From the arts, entertainment and recreation sector, most of the growth rates came from gambling and betting activities, while short-term accommodation activities grew by 78 percent or 27.7 billion shillings in taxes.   

Botanical and zoological gardens and nature reserves activities posted growths in taxes worth 12.25 billion shillings or 328.44 percent.

URA reports that at least 449,975 new taxpayers have been added to the taxpayer register during the period, more than twice the target, bringing the total number of taxpayers to 3,067,983.   

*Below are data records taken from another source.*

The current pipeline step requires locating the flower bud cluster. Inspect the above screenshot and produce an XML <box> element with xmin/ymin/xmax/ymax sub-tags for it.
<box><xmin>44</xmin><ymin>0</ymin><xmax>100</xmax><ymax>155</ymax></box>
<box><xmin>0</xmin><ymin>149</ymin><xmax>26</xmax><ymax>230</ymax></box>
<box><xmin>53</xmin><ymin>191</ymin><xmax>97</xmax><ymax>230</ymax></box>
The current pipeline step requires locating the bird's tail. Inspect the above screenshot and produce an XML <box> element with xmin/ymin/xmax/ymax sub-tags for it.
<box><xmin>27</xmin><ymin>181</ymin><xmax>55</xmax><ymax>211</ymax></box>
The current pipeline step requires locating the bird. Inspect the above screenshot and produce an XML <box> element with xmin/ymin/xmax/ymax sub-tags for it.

By the end of the period, URA was yet to recover almost 4.7 trillion shillings in arrears most of it held by domestic taxpayers, while arrears worth 562 billion were recovered over the period. 

To recover from the deficit and even meet the target over the next six months, URA is banking in increased tax education campaigns, through mass media and their mobile tax office, the Tujenge Uganda Bus.Currently there are two units of these. 

The authority also plans to continue rolling out the electronic Fiscal Receipt and Invoicing system (EFRIS), Non-Intrusive Inspection System, the Automated Integrated Warehousing Information Management System (BWIMS) and Rental Tax Compliance System to improve revenue collection and close revenue leakages. 

 The URA will also enhance skilling of staff for what they consider harder tasks including auditing of the complex telecommunications sector. 

Recently, President Yoweri Miseveni named this sector as one of those with the highest number of under-declarations.

Musinguzi says the trained staff should be able to tell whether there are tax offenses being committed or not. 

He also said the review of the tax incentives regime will help increase revenues, though they cannot be abolished totally.